Davanın dukü duruşmasına, 14 sanık ve avukatları ile Ankara Barosu Başkanı Sadık Erdoğan'ın da aralarında bulunduğu müdahil avukatları katıldı.
Müdahil avukatları, şu aşamada bir taleplerinin olmadığını belirttiler.
Sanık Mehmet Kassap'ın avukatı Abdürrahim Özer, iddianamede, müvekkilinin eylemsel hiç bir faaliyetinden bahsedilmediğini, sadece Ankara'da bulunduğu sırada Tevhid Dergisi'ne gittiğinin belirtildiğini bildirdi.
Sanıklar Ferhan Özmen, Necdet Yüksel ve Rüştü Aytufan'ın avukatı İbrahim Ceylan ise avukat Mumcu'nun dilekçesinde belirttiği hususlara şu aşamada elinde net bilgi olmadığı için cevap veremeyeceğini söyledi. 1987 yılında maktül Uğur Mumcu ile İstanbul Sultanahmet Adliyesi'nde karşılaştığını ve Mumcu'ya "Yiğitçe yürüttüğün mücadeleden dolayı seni kutlarım" dediğini ifade eden Ceylan, avukat Mumcu'nun söylediğinin aksine, dilekçesinde, olaylarda hayatını kaybeden kişileri saygıyla andığını ve onlara karşı saygısızlık etmesinin aklının ucundan dahi geçmediğini söyledi.
Sanık Mehmet Şahin'in avukatı da müvekkilinin milli antrenör olduğunu ve antrenör olarak seçilirken de geniş çaplı bir güvenlik soruşturmasından geçtiğini söyledi. 'Müvekkilim bir örgüt üyesi olsaydı, bu güvenlik soruşturmasından geçer miydi?" diyen avukat, müvekkili Şahin'in, diğer sanıkların gelip çalışma yaptığı ve örgütün kullandığı iddia edilen sahibi olduğu spor salonuna, İstanbul Emniyet Müdürü Hasan Özdemir'in korumalarının da aralarında bulunduğu emniyet mensuplarının gelip çalıştığını söyledi.
İddianamede İran, Libya, Bosna ve Sudan terörist olarak niteleniyor
Sanıklardan Abdülhamit Çelik'in avukatı Faruk Gökkuş, müvekkilininİran'a Farsça öğrenmek için gittiğini ifade ederek, İran, Sudan, Libya ve Bosna gibi birtakım müslüman devletlerin terörist devlet olarak iddianemeye yansıtıldığını söyledi.

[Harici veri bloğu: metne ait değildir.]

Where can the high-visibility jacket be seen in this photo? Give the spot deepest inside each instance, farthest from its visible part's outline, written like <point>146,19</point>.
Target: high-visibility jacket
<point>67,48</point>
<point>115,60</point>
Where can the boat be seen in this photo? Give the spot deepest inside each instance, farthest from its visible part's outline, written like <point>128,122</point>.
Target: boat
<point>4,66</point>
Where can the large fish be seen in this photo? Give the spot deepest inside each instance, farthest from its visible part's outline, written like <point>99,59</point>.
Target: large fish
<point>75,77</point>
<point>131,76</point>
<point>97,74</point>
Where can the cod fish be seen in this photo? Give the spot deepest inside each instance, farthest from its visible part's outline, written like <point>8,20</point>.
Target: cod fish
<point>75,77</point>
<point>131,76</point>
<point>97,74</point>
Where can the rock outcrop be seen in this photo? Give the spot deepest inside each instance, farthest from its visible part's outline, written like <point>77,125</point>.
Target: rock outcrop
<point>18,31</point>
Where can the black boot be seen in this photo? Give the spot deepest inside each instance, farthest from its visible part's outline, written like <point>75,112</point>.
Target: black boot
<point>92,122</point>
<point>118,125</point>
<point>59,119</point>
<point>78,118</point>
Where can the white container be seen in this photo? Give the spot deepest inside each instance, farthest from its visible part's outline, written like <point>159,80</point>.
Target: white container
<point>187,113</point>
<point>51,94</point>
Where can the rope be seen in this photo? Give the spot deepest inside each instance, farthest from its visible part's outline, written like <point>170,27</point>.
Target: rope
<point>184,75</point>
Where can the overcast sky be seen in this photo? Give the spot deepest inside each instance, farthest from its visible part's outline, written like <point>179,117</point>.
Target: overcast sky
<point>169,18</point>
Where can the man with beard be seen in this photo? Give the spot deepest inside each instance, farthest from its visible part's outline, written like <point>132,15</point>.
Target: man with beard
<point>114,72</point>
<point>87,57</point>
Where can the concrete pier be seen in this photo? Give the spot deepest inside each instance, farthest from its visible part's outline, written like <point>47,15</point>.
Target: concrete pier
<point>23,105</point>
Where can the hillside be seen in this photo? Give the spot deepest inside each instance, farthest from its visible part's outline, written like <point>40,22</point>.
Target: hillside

Gökkuş, terör örgütü Hizbullah'ın lideri Hüseyin Velioğlu'nun öldürüldüğü evde ele geçirilen disketteki birtakım bilgilerle, bu davanın sanıkları arasında bağlantı kurulduğunu belirterek, disketteki bilgileri verdiği iddia edilen Murat Filiz'in, Hizbullah operasyonu soruşturmasını yürüten savcıya verdiği ifadede, disketin "düzmece" olduğunu söylediğini savundu.
Duruşmada söz alan diğer sanık avukatları da müvekkilerinin suçsuz olduklarını iddia ederek, tahliye isteminde bulundular.
Cumhuriyet Savcısı Hamza Keleş, 1997 yılında Sincan'da gerçekleştirilen "Kudüs gecesi" ile ilgili olarak Nurettin Şirin ve arkadaşlarının yargılandığı dava dosyasındaki belge ve bilgilerin bu dosya için de kanıt teşkil ettiğinden, dosyanın, bu dava dosyasına konulmasını istedi. Savcı Keleş, birleştirilen dosyanın sanığı Şeref Dursun'un talimat ifadesinin alınması için İstanbul 2 No'lu DGM'ye yazılan talimatın beklenmesine ve tutuklu sanıkların tutukluluk hallerinin devamına karar verilmesini istedi.